TASK 1 A revolution in the industrialisation and globalisation of our food system had led to chicken (poultry) being cheaper in our supermarkets today than twenty years ago.

Industrialisation had contributed to more efficient production methods which has seen the cost of production go down over the years, as a result of technological advancement as well as the machinalisation of production, chicken can today be produced faster than ever before. Scientific advancement as well as discovery in new production technologies has meant that, more chicken can be produced at a lesser cost and faster. This brings about a question of efficiency and effectiveness versus ethics.

The controversy surrounding poultry industry in Britain has a lot to do with poor management and the concentration of a few large-scale producers, which have made the industry seem like a monopolistic one, despite the fact that there are about 10,000 farms in the UK. (Vardy & Grosch, 1999).

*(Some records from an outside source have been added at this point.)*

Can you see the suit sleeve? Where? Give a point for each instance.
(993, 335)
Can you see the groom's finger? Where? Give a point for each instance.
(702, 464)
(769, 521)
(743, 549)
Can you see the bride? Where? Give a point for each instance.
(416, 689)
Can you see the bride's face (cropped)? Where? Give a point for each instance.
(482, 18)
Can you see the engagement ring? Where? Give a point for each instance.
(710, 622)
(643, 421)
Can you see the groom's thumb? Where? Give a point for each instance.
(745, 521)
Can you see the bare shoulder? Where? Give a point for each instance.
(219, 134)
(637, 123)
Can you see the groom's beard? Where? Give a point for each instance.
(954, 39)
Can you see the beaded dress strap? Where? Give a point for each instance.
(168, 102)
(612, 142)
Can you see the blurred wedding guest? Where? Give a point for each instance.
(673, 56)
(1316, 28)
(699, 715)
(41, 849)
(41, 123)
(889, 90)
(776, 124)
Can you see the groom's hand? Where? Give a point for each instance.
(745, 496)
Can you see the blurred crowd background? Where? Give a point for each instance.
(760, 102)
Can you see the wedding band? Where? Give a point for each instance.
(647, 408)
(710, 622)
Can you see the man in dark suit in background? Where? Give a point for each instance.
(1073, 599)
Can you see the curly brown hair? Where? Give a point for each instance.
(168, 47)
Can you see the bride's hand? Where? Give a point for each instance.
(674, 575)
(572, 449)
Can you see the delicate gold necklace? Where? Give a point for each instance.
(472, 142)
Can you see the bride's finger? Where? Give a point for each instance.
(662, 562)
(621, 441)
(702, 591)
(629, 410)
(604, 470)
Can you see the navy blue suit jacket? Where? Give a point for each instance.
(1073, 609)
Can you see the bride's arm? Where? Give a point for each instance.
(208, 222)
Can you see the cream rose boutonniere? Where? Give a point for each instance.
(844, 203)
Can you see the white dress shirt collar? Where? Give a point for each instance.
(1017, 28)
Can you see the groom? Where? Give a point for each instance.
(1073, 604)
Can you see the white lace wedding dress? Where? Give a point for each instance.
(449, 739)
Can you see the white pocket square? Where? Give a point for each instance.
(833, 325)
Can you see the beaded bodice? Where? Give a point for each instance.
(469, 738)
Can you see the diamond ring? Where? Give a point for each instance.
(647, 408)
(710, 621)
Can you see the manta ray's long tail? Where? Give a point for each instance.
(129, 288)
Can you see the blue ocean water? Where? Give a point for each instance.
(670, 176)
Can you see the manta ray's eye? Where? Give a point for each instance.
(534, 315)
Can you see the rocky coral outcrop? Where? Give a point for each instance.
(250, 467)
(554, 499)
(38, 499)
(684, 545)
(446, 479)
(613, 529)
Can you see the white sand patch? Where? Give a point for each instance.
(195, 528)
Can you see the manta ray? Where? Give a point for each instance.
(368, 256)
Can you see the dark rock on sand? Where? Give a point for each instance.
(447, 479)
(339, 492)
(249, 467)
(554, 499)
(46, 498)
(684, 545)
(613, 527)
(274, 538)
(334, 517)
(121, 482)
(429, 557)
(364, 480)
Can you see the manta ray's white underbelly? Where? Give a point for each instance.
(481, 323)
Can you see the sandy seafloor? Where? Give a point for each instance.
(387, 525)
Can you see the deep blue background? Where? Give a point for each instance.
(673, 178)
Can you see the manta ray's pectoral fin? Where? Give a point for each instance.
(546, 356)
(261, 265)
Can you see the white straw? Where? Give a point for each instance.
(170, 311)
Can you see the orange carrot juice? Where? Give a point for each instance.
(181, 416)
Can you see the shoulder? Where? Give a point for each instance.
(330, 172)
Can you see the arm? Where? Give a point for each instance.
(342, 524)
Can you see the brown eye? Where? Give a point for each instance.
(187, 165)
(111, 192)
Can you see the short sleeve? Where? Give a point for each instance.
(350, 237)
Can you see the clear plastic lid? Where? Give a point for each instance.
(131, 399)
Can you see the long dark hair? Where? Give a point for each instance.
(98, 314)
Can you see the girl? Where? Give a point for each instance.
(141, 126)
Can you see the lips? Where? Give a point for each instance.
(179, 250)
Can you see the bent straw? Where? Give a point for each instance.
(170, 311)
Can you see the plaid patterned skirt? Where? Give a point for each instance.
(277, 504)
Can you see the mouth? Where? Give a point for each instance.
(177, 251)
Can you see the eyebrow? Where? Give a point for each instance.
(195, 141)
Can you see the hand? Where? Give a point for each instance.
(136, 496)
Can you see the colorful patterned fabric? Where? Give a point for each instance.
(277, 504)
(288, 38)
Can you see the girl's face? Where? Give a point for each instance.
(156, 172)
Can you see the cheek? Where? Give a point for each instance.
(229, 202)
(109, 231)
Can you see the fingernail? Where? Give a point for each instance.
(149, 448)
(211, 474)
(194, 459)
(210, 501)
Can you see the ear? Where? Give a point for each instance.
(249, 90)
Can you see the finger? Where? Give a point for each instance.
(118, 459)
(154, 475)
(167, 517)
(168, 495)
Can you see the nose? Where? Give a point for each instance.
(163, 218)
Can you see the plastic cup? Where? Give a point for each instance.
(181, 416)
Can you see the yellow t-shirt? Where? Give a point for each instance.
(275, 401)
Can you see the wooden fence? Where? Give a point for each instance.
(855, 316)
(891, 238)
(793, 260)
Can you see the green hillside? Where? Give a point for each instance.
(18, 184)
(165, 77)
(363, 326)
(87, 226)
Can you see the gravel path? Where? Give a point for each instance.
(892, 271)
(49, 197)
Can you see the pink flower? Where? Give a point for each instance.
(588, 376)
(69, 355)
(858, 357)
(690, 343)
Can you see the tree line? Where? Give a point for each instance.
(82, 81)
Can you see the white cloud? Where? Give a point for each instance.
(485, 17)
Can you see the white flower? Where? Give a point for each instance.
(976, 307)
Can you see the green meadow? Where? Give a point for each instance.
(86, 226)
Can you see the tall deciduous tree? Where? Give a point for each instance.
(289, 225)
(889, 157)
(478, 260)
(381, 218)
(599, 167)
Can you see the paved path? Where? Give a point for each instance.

Even with such big number of poultry farms, about 1,500 farms specialise in breeding broilers while only a paltry 15% control the industry. This clearly indicates that about 85% of UK breeding farms who own less than 25 animals are neglected in the supply chain and do not get involved in key decision-making issues affecting poultry farming.

Production methods as well as trade in chicken has therefore been left to few players in the industry who have the means to avail the much needed diet in the supermarkets. From a utilitarian perspective, there is nothing wrong with the production methods and trade in chicken and chicken products on behalf of the producers through the supermarkets because this ultimately contributes to overall utility for the British population (Bowie, & Patricia, 2005).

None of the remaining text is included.